Two years ago, I started teaching a class known as Semichas Chaver. It’s part of an international program that teaches Jewish law from the original sources to modern day applications. The founder of the program has a number of restrictions on how the program can be taught and one of the rules is that it is only for men. So not too long after I started teaching Semichas Chaver, a number of women approached me and said, lama nigari? What about us? Why can’t we learn in-depth text-based Jewish law? And they were absolutely right.
So I started a class at 8:30 AM on Sunday mornings for women. I assumed no one would come at that hour, but I was wrong. Over the past year and a half, we’ve had crowds as large as 35 people coming to learn. This year, I decided, we weren’t only going to learn together, but there would be an exam when we concluded the book we were studying.
In the days leading up to the exam, I received numerous calls, texts, and emails, from some of the women describing the intensity of their preparation.

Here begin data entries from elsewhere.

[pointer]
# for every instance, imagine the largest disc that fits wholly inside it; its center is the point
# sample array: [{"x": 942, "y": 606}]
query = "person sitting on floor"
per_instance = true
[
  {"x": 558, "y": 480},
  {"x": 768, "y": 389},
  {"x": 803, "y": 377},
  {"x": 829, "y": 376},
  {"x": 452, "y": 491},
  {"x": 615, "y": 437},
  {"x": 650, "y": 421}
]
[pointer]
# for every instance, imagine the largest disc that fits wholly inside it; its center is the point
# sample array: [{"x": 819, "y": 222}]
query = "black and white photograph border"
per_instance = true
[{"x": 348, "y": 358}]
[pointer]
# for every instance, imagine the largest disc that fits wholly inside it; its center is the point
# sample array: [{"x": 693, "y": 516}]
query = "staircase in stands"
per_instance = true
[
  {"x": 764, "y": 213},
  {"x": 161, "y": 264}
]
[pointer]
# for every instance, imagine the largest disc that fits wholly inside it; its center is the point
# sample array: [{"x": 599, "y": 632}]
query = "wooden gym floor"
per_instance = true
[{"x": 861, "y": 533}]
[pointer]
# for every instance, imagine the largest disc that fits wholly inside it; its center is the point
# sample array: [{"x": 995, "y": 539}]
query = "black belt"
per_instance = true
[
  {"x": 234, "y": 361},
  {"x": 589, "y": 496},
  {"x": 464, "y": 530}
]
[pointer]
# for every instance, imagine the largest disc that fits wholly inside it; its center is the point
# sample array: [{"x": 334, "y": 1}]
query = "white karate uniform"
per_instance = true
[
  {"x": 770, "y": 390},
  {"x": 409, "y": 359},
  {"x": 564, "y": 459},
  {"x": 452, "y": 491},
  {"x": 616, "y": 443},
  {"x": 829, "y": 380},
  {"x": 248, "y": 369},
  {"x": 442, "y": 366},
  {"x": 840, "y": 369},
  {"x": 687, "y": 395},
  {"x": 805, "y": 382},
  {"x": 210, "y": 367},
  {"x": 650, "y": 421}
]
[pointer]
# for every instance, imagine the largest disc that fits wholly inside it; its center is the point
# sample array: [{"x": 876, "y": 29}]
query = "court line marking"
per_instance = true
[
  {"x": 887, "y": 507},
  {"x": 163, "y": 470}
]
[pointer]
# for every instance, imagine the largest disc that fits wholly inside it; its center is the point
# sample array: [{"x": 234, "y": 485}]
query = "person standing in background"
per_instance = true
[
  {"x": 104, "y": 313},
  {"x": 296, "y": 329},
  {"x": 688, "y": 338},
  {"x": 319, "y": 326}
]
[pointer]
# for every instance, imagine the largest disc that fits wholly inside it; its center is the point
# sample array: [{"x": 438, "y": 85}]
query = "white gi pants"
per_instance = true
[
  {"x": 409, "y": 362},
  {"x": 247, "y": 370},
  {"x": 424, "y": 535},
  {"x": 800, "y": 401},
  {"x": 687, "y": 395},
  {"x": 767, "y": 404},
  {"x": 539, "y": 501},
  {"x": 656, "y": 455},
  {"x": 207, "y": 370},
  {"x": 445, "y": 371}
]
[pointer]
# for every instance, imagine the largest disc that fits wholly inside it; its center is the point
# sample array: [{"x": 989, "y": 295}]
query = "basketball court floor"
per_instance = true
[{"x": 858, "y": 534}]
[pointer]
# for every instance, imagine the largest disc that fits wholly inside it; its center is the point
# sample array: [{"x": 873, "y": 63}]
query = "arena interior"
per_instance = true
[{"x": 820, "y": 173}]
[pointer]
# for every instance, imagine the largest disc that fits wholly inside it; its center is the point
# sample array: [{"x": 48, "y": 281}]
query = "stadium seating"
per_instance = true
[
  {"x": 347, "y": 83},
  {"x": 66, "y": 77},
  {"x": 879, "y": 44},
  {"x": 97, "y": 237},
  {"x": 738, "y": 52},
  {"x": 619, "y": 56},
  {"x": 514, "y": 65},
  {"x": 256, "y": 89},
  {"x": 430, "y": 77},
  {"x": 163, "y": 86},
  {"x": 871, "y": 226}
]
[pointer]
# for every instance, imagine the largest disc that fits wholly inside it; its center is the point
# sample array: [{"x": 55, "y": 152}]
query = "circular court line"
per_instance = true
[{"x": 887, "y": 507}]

It’s a lot of work to memorize the laws of meat and milk, of kashering a kitchen, and how to keep it kosher. But despite the difficulty, nine very brave women took that exam and I’m happy to announce that they all passed.
I’d venture to say that they all feel pretty good about themselves. Because you worked hard on a goal, and more specifically, you worked hard on a spiritual goal, on doing something for G-d.
I know I feel happy. A year ago, right before Rosh Hashana I described to all of you my goals for the shul and one of them was high level Torah learning for women. This class and that test is a spiritual goal of mine and I know that it brings me great joy.
Let’s take a moment to acknowledge those women:
Shayndee Lasson, Yael Friedman, Channah Rothchild, Lisa Friedman, Faige Bauman, Dina Cotton, Adriene Kozlovsky, Karyn Toso, and Shelley List.
We start a new topic after Sukkos; I invite all the women here to join us.
There’s another place in this week’s parsha that the word simcha, happiness, appears, and that is in sharing our food with others; inviting those who do not have food or do have family to partake in our blessings. Once again, contrary to the notion of running after our own happiness, the Torah encourages us to make others happy.
And wouldn’t you know, giving to others is actually one of the greatest keys to happiness. In a series of studies that took place in Northwestern and the University of Chicago, participants were given five dollars daily. Half the group was asked to spend the money on themselves, and half the group was asked to spend the money on others. Those in the first group, the group that spent the money on themselves, described their happiness level decreasing with every consecutive day. Those who gave the money to others described the opposite – an increase in happiness.
Did you know that there are fourteen Yom Tov and Shabbos meals over the course of a few weeks? That’s a lot of time to be eating alone. Or, it’s a lot of time for all of us to be experiencing genuine joy. The choice is ours.
Simcha, in Judaism, is the loftiest of emotions. It is, as I spoke about two weeks ago, one of the prime themes of this holy month of Elul. We attain true simcha, true joy, not sunbathing on the beach drinking a pina colada – though that’s important from time to time, but in service, in service of others and in service of G-d.
We are two weeks away from Rosh Hashana. What spiritual goals do you have for the year ahead? How will you share what you have with others? In what way will your spiritual accomplishments bring you joy in the year 5884?